Este é um livro de lugares habitados, um livro cheio de pessoas, mesmo nas páginas em que apenas adivinhamos a presença dessas pessoas. Por vezes, há legendas que nos ajudam, como naquela página de um quarto que se adivinha desconfortável. “Às 8:30 recebo o RSI e às 9 pago o quarto. Fico logo sem dinheiro para o resto do mês.”

São Pessoas, assim se chama a proposta dos fotógrafos Adriano Miranda e Paulo Pimenta, jornalistas do Público, que regista em livro a exposição que esteve no Porto (e seguirá para outros lugares) e nos transporta para o quotidiano de Monteiro, Tiago, Francisco, Maria, Bento, Isabel, Arlinda, Laurinda, Ângela, Conceição, Neide, Higínio, Bráulio, Natália, Sara, Ismael – e outros 27 nomes, pessoas concretas com nome.

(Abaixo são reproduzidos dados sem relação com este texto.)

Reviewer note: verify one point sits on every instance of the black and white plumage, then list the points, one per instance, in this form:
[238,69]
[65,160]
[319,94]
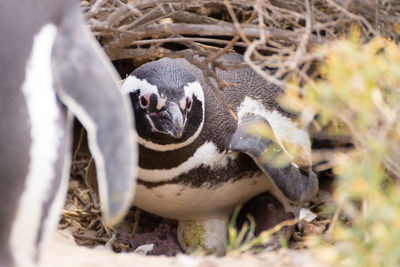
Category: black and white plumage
[213,163]
[53,69]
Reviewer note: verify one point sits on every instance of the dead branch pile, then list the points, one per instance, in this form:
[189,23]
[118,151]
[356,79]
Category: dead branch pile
[273,35]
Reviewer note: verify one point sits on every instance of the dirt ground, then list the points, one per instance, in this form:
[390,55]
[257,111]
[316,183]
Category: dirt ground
[63,251]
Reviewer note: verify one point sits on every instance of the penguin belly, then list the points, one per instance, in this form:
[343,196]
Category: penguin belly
[182,202]
[203,192]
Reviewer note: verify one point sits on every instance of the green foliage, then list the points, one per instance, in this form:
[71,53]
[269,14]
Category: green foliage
[359,92]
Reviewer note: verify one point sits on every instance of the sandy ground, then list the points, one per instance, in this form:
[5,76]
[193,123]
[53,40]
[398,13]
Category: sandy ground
[62,251]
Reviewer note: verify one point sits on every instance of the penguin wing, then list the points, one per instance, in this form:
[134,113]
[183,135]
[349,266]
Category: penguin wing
[298,184]
[86,84]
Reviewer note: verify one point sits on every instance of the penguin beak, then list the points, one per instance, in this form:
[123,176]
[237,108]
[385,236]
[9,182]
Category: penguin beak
[171,120]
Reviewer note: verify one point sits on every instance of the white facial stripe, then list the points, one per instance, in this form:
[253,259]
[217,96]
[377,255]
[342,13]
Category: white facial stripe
[132,84]
[206,155]
[161,102]
[285,130]
[45,133]
[194,89]
[158,147]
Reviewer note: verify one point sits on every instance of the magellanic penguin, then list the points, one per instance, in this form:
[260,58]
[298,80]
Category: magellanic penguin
[196,162]
[52,69]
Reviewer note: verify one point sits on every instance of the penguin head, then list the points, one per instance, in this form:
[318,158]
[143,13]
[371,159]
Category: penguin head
[168,102]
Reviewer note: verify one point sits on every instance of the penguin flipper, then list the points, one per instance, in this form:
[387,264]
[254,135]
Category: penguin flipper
[86,84]
[297,184]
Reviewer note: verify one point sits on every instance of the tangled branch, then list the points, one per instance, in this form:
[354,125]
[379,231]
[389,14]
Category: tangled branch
[275,36]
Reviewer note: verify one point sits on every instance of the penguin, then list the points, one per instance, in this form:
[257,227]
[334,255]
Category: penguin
[197,162]
[53,70]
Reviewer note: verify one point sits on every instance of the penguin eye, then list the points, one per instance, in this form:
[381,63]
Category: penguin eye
[188,103]
[144,101]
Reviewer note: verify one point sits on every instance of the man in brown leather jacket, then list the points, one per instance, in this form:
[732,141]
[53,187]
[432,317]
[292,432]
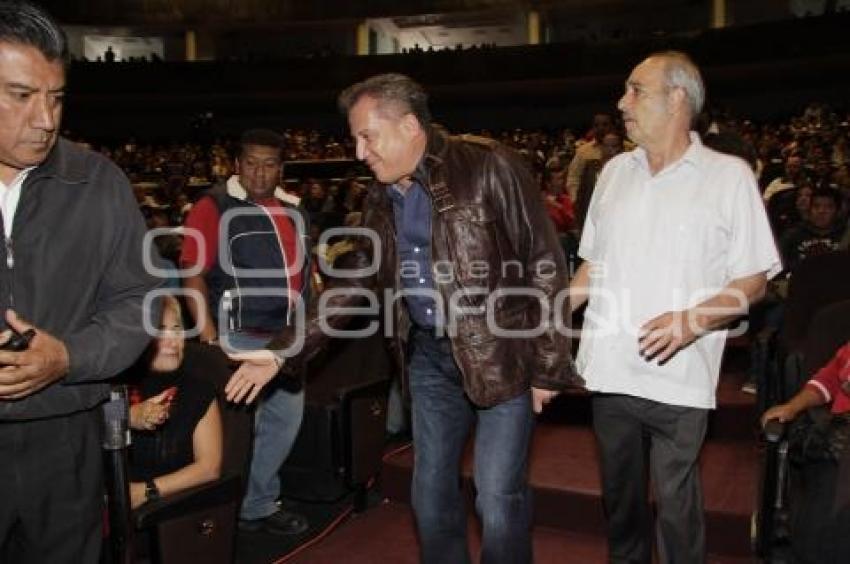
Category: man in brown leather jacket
[474,278]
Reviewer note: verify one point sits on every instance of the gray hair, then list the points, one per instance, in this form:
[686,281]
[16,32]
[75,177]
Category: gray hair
[390,89]
[24,23]
[681,71]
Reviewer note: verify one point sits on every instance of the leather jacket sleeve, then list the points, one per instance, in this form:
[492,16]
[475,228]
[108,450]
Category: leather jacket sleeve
[517,200]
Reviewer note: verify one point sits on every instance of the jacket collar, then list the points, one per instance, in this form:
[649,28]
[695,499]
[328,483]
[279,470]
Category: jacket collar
[435,151]
[65,163]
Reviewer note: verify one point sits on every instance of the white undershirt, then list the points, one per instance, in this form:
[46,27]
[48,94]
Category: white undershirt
[9,198]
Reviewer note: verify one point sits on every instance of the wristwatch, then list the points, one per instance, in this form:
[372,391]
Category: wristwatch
[151,491]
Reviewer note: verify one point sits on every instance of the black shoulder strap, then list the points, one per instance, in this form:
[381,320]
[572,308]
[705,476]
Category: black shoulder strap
[441,197]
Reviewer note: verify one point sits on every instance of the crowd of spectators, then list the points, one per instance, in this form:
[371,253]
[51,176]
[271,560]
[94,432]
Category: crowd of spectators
[802,164]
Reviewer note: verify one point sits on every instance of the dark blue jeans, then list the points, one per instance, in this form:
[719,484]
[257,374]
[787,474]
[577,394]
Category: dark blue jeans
[442,419]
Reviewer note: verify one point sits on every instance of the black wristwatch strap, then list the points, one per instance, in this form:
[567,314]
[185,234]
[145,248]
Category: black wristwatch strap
[151,491]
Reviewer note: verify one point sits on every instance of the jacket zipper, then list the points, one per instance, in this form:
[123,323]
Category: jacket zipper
[285,264]
[10,264]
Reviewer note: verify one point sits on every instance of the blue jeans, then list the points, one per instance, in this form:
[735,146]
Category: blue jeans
[276,425]
[442,419]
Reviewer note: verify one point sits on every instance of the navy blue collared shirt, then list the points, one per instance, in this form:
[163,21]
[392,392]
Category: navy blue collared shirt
[412,214]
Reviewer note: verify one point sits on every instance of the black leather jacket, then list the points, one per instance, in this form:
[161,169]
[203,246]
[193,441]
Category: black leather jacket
[74,268]
[489,224]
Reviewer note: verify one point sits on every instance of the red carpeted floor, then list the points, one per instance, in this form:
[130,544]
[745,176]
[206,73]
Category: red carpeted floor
[569,522]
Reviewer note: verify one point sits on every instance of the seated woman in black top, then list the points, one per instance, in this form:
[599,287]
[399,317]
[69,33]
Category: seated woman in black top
[176,429]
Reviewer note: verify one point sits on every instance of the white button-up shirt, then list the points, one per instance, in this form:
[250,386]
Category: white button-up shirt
[9,197]
[666,242]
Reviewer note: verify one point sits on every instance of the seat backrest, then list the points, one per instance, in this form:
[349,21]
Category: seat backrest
[237,421]
[829,330]
[817,282]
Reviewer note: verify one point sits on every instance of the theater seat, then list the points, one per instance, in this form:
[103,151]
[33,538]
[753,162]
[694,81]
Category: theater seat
[199,525]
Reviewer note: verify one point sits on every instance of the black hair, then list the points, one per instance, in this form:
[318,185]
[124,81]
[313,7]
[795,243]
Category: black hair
[263,138]
[830,193]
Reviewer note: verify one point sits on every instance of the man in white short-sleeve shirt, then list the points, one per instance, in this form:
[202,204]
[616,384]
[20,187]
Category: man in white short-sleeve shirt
[676,245]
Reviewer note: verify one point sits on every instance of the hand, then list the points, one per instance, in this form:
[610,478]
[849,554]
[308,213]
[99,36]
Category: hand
[783,412]
[137,494]
[661,337]
[541,397]
[26,372]
[151,413]
[257,370]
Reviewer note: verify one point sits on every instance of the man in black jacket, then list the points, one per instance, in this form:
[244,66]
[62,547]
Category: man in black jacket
[71,269]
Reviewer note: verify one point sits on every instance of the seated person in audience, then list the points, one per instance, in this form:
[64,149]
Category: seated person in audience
[176,428]
[794,176]
[819,233]
[830,384]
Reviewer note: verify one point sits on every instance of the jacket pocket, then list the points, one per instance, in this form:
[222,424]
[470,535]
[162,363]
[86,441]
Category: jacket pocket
[473,245]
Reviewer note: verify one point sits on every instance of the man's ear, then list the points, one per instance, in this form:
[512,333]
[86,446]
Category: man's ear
[677,99]
[410,125]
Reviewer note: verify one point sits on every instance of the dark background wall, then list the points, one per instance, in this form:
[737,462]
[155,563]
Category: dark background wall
[758,71]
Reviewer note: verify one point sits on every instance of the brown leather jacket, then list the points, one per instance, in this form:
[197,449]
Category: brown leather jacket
[490,224]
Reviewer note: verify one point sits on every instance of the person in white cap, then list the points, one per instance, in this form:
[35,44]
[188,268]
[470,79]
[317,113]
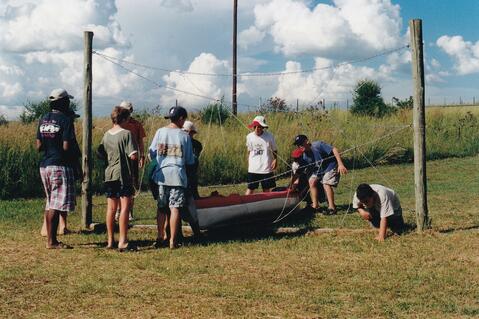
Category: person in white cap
[262,154]
[55,137]
[191,129]
[138,133]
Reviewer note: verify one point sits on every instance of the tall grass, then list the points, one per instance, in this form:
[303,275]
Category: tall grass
[451,132]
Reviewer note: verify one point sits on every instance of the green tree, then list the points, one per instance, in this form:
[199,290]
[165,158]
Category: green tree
[367,100]
[35,110]
[274,104]
[403,104]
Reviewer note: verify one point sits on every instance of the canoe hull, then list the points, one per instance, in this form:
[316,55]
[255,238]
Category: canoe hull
[239,209]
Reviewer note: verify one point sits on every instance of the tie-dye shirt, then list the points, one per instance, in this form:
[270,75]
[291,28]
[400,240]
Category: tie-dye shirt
[172,149]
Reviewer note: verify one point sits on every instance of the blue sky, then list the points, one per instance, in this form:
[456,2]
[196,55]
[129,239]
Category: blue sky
[40,50]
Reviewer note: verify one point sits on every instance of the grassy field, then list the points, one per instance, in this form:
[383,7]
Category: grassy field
[252,273]
[451,132]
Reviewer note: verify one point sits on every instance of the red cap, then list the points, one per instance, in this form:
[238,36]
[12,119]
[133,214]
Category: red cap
[297,153]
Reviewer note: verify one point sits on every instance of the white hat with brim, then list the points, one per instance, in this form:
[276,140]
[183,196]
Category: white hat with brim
[258,120]
[58,94]
[188,126]
[126,105]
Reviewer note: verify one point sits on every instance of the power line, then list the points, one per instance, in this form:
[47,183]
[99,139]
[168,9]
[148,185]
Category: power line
[254,74]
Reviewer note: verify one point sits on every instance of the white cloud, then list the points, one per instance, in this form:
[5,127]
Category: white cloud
[250,36]
[208,86]
[58,25]
[464,53]
[347,28]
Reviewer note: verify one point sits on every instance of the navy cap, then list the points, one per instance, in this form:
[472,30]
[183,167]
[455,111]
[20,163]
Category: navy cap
[176,112]
[300,139]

Os autores retratam um Portugal que resiste na pobreza e sobrevive numa luta diária. “Sabes o que é abrir o frigorífico e não ter nada lá dentro? Não sair de casa porque não tenho dinheiro para um café? Ir ao supermercado comprar um litro de leite e um pão, pois não tenho dinheiro para mais?”, questiona-se uma destas pessoas.

Num dos textos que acompanha as imagens, o também jornalista Camilo Soldado situa o tempo e o modo do projeto de Adriano Miranda e Paulo Pimenta. “O dito país profundo, que começa à porta dessas mesmas cidades, encolheu, viu sair serviços e vê sumir gentes, sem que pareça haver solução para tão estranho problema em tão pequeno país. Se o pior parece já ter passado, sabemos também que dificilmente vamos recuperar o que perdemos naqueles turvos anos.”

O país que se turvou é o dos anos da troika. Sobraram vidas perdidas, destroçadas, agarradas a uma pobreza resiliente, que resiste a uma economia melhor, gente que “não conseguiu voltar a levantar-se” ou que “nunca conheceu outra vida que não de privação”, como descreve Camilo Soldado. É esta privação que se prova neste livro, que serve “para dar força a todos esses rostos através da fotografia de alguns, para os resgatar da sombra para onde foram empurrados e para nos lembrarmos de que o caminho a percorrer ainda é longo, neste país de 10 milhões com mais de 2 milhões de pobres dentro”.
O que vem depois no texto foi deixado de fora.